One followup analysis available on existing data would be to analyze the models accuracy on each question across all prompts. The model may have more frequently provided the factually incorrect on certain questions, for instance if they were ambiguous.
Finally, I hope in the near future to move from gathering data on single requests in isolation, to a full “Markov chain simulation” in which the model’s answers are preserved going forward. This would allow us to directly observe an incorrectness cascade, if it were to occur.
Data sharing
I have made my code and data fully public to maximize transparency and reproducibility. My code is available on my github page, while the prompt codes, model responses, and spreadsheets making the tables are available at this google drive folder.

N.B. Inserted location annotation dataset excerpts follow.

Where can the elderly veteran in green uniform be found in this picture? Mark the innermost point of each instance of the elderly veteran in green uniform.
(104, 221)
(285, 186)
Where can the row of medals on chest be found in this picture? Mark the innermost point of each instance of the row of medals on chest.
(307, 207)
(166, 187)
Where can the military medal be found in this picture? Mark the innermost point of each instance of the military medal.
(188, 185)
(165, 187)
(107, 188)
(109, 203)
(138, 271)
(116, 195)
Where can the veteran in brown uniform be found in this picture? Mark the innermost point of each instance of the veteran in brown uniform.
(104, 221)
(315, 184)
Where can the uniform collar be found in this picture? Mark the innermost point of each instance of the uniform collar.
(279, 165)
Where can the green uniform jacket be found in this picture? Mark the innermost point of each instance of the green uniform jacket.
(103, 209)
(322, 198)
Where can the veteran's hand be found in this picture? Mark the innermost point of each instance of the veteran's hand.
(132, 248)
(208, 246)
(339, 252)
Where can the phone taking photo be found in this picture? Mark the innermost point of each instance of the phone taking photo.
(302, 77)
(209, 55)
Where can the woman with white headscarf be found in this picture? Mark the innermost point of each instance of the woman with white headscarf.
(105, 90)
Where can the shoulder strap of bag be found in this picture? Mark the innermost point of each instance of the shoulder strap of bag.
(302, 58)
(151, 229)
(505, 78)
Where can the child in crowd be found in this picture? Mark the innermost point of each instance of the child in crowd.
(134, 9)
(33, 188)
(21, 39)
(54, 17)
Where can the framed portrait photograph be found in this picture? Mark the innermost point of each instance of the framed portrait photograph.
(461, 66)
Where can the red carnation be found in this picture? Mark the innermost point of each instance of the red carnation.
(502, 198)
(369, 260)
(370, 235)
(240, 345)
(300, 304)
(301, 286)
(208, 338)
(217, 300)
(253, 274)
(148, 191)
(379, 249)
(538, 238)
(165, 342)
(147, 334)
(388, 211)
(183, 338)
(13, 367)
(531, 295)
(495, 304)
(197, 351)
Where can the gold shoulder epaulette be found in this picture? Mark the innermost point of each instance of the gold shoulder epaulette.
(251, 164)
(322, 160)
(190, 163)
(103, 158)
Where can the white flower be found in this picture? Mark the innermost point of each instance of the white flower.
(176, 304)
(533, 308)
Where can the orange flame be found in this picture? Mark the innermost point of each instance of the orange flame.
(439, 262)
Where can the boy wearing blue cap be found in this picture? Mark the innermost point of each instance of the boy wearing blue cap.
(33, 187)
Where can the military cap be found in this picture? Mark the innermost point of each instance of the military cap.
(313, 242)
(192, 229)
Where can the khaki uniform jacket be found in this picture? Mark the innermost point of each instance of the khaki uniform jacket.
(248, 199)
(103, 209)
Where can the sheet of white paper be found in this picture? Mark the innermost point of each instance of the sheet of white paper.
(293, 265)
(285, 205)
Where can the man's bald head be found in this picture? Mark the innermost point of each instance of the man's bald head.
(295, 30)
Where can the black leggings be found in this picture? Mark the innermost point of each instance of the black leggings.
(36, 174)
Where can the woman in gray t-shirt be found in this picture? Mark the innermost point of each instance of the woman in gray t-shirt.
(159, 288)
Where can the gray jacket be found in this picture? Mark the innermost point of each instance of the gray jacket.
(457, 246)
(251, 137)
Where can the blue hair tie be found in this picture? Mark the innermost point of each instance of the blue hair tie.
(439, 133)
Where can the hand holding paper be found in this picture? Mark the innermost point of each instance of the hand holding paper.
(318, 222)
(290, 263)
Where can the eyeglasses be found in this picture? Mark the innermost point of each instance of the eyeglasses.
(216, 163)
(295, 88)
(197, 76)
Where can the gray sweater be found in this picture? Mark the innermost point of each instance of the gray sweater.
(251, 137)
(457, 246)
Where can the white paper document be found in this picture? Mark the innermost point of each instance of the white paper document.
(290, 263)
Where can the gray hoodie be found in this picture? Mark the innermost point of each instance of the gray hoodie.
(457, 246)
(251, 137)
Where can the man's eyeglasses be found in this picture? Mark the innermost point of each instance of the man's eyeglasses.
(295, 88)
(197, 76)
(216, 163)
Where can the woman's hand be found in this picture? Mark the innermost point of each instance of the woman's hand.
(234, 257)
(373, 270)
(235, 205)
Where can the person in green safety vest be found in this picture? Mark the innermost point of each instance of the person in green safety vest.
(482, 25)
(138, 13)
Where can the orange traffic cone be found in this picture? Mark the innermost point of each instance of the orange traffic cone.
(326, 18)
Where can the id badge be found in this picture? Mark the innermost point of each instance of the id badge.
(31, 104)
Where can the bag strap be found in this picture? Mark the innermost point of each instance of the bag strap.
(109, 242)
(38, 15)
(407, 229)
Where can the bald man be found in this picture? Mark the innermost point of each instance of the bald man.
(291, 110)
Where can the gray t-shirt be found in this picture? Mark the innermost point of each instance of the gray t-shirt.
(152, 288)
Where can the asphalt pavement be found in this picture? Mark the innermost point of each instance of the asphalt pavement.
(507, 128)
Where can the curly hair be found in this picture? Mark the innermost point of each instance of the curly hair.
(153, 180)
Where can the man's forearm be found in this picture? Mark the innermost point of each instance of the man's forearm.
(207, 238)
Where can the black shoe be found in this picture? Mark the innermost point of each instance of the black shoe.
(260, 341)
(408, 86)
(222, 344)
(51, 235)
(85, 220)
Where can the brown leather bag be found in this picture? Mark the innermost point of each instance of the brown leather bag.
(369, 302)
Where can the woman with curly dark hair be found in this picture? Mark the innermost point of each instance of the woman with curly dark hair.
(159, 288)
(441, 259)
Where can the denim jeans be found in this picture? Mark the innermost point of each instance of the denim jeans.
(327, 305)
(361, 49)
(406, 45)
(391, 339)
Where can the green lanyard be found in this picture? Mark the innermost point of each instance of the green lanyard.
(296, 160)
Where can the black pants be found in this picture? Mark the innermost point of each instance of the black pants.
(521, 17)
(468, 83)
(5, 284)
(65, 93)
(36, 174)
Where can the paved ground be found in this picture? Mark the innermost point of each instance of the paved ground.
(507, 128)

This toy example can be made more realistic in several ways while maintaining the same long-term behavior. For instance, T and U can be replaced with classes of tokens (e.g. T_1, T_2, T_3,…), or they can represent chunks of input consisting of multiple tokens, the context window can extended, and the probability of transition from T to U can be any non-zero number. To ensure that unusual behavior eventually occurs with probability tending towards 1, all that is required is that the class of typical behavior has some non-zero probability of transitioning to unusual behavior, but that the unusual behavior can never return to typical behavior.